DC DMV performs three different types of vehicle emissions tests; which test your vehicle will need depends on how old it is.
Idle Testing (two speeds): For vehicles from 1968 through 1983
Tail pipe emissions are measured for hydrocarbons (HC), carbon monoxide (CO), and carbon dioxide (CO2).
The Test is comprised of two phases:
- An idle test at 350-1200 RPM (Revolution Per Minute)
- A high RPM test at 2200-2500 RPM (Revolution Per Minute)
IM 240: For vehicles from 1984–1995
Stands for "Inspection/Maintenance", an "enhanced" emissions testing program with a tailpipe test that lasts 240 seconds. The test is done on a dynamometer to simulate actual driving conditions. The vehicle is put through a "driving trace" as it accelerates, decelerates and cruises at various speeds. The emissions are collected at the tailpipe and analyzed by a computer to computer the total amount of pollutants in grams per mile (gpm) that are being emitted. The test measures carbon monoxide (CO), unburned hydrocarbons (HC) and oxides of nitrogen (NOX). The I/M 240 test also includes a check of the vehicle's evaporative emissions control system to make sure that the fuel system is not leaking fuel vapors into the atmosphere, and a flow test of the vehicle's canister purge control valve.

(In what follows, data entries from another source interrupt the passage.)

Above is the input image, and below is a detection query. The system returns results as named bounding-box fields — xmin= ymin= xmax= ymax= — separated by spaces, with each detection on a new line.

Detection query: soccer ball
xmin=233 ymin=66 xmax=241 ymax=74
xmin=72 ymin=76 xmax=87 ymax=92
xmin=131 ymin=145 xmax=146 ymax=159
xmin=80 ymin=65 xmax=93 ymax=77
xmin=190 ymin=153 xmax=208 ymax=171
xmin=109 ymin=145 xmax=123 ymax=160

On-Board Diagnostics (OBD): For vehicles from 1996 and newer
The On-Board Diagnostic (OBDII) system tracks the vehicle’s performance through the use of “Monitors.” A monitor is a specific type of test that the OBDII system performs on certain emission related components or subsystems of the vehicle.
During the OBDII inspection process, the emissions inspection analyzer is connected to the vehicles DLC (Data Link Connector) and asks the vehicle’s OBDII system to provide the status of all of its OBDII monitors. If there are too many monitors that indicate “Not Ready,” the analyzer will reject the vehicle from testing.